Why do Khoisan still overwhelmingly carry y-dna A? Why didn't this mutate much over 100k (or 200k or 300k) years? And the same for y-dna B in Central Africa.

The Aeta carry P*, P1, and P2. So obviously their y-dna mutated pretty far beyond y-dna "Adam", before suddenly "freezing" in time, with shockingly few downstream mutations dated beyond 30kya or so (around the TMCRA of P*, P1 etc). Is this evidence of an extensive "early" history of movement and admixture with other groups (ie, during first OOA wave), before ultimate isolation/endogamy beginning in the Mesolithic? And the same thing for K2 re: Sahulians?

Socotra islanders have been reported to harbor 70%+ basal J* (http://dienekes.blogspot.com/2008/11/y-chromosomes-and-mtdna-from-soqotra.html), which is dated to 48kya. Again, are they largely a relic population from the "Iberomaurusian" days who just shifted to Semitic languages during the BA? (I think Socotrans may be one of the last un-sequenced modern populations for which autosomal data can still teach us about human origins)

OTOH the most "downstream" of the major y-dna clades tend to be held by groups that show precisely the opposite pattern-- large-scale movements and admixture with radically different outgroups taking place right down to the common era: Indo-Europeans (R1) and Turkics (N, Q).

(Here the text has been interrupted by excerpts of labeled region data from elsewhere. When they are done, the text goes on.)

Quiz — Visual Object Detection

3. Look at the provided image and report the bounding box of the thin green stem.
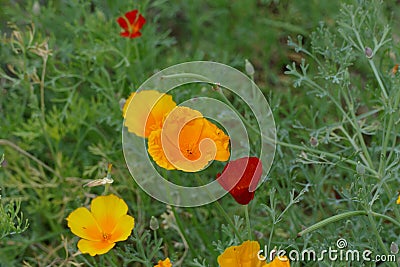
[297,210,400,237]
[214,201,243,243]
[368,58,389,99]
[244,204,253,240]
[172,206,199,259]
[343,88,374,168]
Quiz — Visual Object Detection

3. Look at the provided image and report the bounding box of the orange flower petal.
[148,106,230,172]
[200,119,230,161]
[78,239,115,256]
[147,129,176,170]
[217,241,265,267]
[90,195,128,233]
[123,90,176,137]
[154,258,172,267]
[110,215,135,242]
[67,207,102,241]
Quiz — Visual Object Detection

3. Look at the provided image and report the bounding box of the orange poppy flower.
[217,157,262,205]
[122,90,176,137]
[154,258,172,267]
[117,9,146,38]
[67,195,135,256]
[148,107,230,172]
[217,240,266,267]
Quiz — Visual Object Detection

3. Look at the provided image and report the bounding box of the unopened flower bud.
[150,216,159,231]
[119,98,126,111]
[365,46,373,58]
[390,242,399,254]
[244,59,255,76]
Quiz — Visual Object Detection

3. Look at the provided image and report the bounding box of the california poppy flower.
[122,90,176,137]
[217,240,266,267]
[154,258,172,267]
[117,9,146,38]
[217,157,262,205]
[67,195,135,256]
[148,106,230,172]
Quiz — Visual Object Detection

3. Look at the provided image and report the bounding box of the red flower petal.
[217,157,262,205]
[125,9,138,25]
[117,17,129,31]
[117,9,146,38]
[135,14,146,31]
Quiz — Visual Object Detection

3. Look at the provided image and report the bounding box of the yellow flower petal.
[123,90,176,137]
[67,208,102,241]
[154,258,172,267]
[217,241,265,267]
[78,239,115,256]
[90,195,128,233]
[265,256,290,267]
[110,215,135,242]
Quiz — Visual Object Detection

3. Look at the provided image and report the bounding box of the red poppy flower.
[217,157,262,205]
[117,9,146,38]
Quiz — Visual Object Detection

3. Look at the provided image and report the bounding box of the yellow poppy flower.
[154,258,172,267]
[217,240,266,267]
[148,107,230,172]
[67,195,135,256]
[122,90,176,137]
[263,256,290,267]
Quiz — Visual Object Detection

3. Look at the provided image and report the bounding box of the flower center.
[103,233,111,241]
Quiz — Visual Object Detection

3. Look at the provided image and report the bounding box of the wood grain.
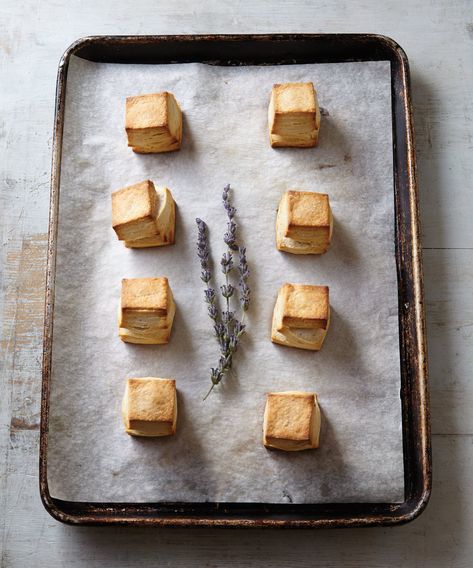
[0,0,473,568]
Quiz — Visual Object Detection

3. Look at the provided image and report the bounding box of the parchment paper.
[48,58,404,503]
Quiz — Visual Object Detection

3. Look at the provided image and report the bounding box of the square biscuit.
[276,190,333,254]
[271,284,330,351]
[268,82,320,148]
[122,377,177,436]
[280,284,330,329]
[112,180,157,241]
[121,276,170,317]
[263,391,320,451]
[125,187,176,248]
[125,91,182,154]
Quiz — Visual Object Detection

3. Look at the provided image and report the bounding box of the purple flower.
[220,252,233,274]
[196,185,250,400]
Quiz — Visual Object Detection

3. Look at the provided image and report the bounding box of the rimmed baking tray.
[40,34,431,527]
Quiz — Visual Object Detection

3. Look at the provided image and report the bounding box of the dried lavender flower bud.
[200,268,212,283]
[220,252,233,274]
[220,284,235,299]
[204,288,215,304]
[240,282,250,312]
[214,323,225,338]
[207,304,218,321]
[210,367,223,385]
[233,321,246,339]
[222,310,235,324]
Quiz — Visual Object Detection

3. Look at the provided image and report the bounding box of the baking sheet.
[48,57,404,503]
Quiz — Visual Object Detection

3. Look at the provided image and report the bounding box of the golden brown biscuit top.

Native Americans would be an interesting case study since they obviously descend from quite mobile, exogamous groups well into the Mesolithic, but following the Bering Strait crossing 15kya, the spatial mobility continued while potential outbreeding was heavily restricted by the population bottleneck. In other words, the one element continued but the other element (exogamy) was substantially controlled for.

It would be nice to see higher resolution mapping of Native American y-dna--just how many "downstream" nodes are there for Native Q and C? Of course because of European sex bias you'd need to sequence 5-10 self-identified Natives to maybe get 1 genuine Native y-lineage but it would be highly interesting to see the results...

RobertCasey
06-11-2018, 04:59 PM
This question really depends on the time frame of discussion. For very old branches (over 2,500 years old), there are waves of YDNA replacement via conquest and spread of new technology (farming, metalwork). The patterns vary radically depending on geography.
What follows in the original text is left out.